METEOR: Evolutionary Journey of Large Language Models from Guidance to Self-Growth
Jiawei Li, Xiaoang Xu, Yang Gao
TL;DR
METEOR tackles the challenge of producing cost-efficient domain-specific LLMs by evolving models from guided supervision to autonomous growth. It introduces a three-phase framework—weak-to-strong data distillation, iterative training with guided feedback, and self-evolution through inference-strategy optimization—to progressively expand domain capabilities. Empirical results on Stack Overflow-derived domains show substantial improvements across accuracy, completeness, relevance, coherence, and reliability, with GPT-4-based evaluation confirming gains.
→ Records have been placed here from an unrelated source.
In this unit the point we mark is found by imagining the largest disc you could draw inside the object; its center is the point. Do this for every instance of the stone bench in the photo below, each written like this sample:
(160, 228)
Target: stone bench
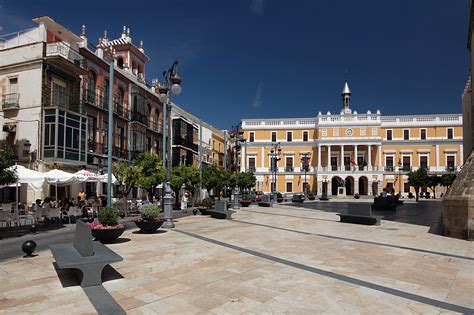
(360, 216)
(84, 254)
(298, 198)
(384, 204)
(220, 211)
The approach aligns domain knowledge distributions between strong and weak models to enable efficient distillation and enables autonomous enhancement with minimal external supervision, offering practical benefits for domain-specific AI deployment.
Abstract
Model evolution enables learning from feedback to refine experiences and update skills, transforming models from having no domain knowledge to becoming domain experts. However, there is currently no unified and effective method for guiding this evolutionary process. To address this gap, we propose the Meteor method, which includes three training phases: weak-to-strong data distillation, iterative training, and self-evolution strategies. Each phase maximizes the model's inherent domain capabilities, allowing it to autonomously refine its domain knowledge and enhance performance. Experiments demonstrate that our approach significantly improves accuracy, completeness, relevance, coherence, and reliability across domain-specific tasks.